- Education: Medieval history
- Alma mater: Katholieke Universiteit Leuven
- Scientific career
- Fields: Church history
- Institutions: Katholieke Universiteit Leuven
- Thesis: Aken of Jeruzalem? De ordo canonicus in het graafschap Vlaanderen: een onderzoek naar het ontstaan en de hervorming van de kanonikale instellingen (Merovingische periode - circa 1155) (1999)
- Website: www.arts.kuleuven.be/middeleeuwen/english/staff/00010002

= Brigitte Meijns =

Brigitte Leonie Isabelle Meijns is a Belgian medievalist, professor of Medieval History at the Katholieke Universiteit Leuven.

Meijns studied at the Katholieke Universiteit Leuven and the University of Poitiers, obtaining her doctorate from Leuven in 1999 with a thesis on the reform of chapters of canons regular in the 11th and 12th centuries. This was published as Aken of Jeruzalem?
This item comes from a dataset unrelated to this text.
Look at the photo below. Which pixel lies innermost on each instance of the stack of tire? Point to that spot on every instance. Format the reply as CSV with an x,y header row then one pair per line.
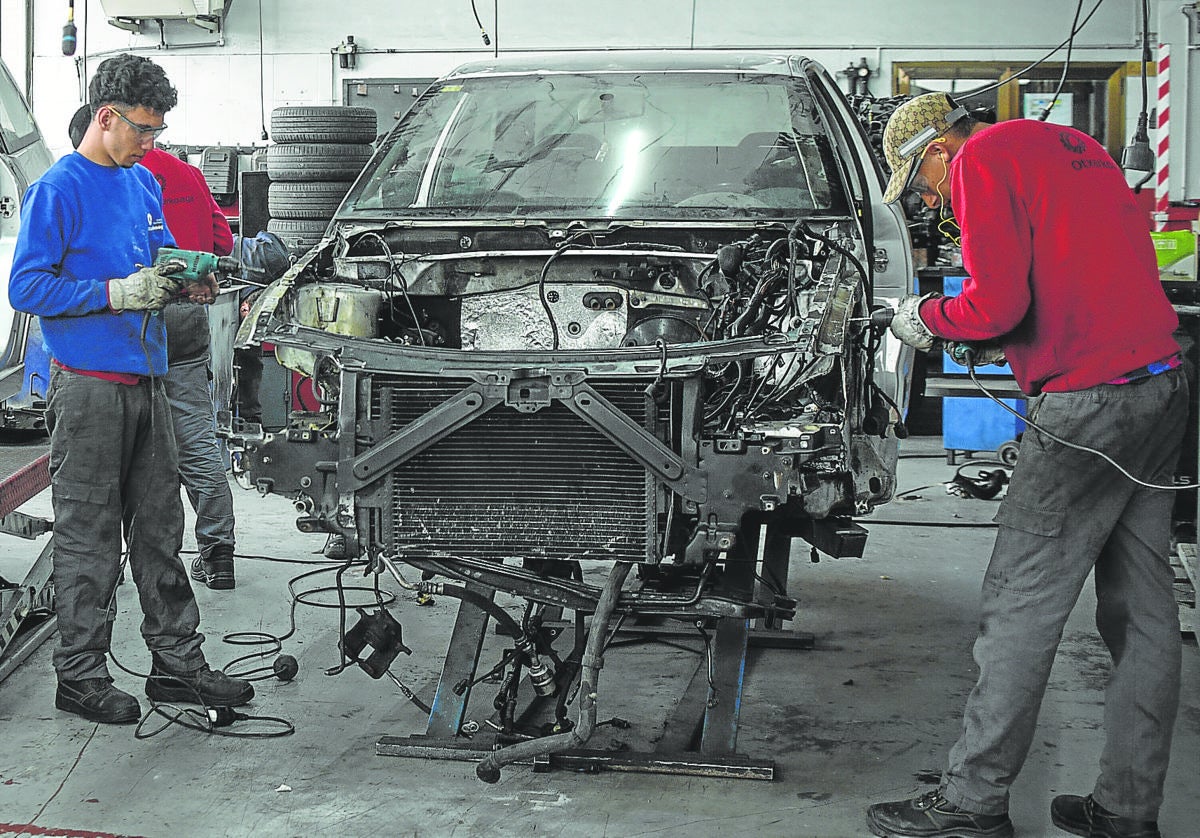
x,y
317,154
Het ontstaan en de hervorming van de kanonikale instellingen in Vlaanderen tot circa 1155 (Leuven, 2000).

Her work examines the role of collegiate churches in the medieval Low Countries, the local impact of Gregorian Reform, and the uses and exchange of relics.

She was a visiting scholar at the École Pratique des Hautes Études in Paris in 2008, and at the Institute for Advanced Study in spring 2009.

She currently teaches History of the Middle Ages and Religion in the Middle Ages (and formerly Post-Classical Latin Historical Texts) at KU Leuven.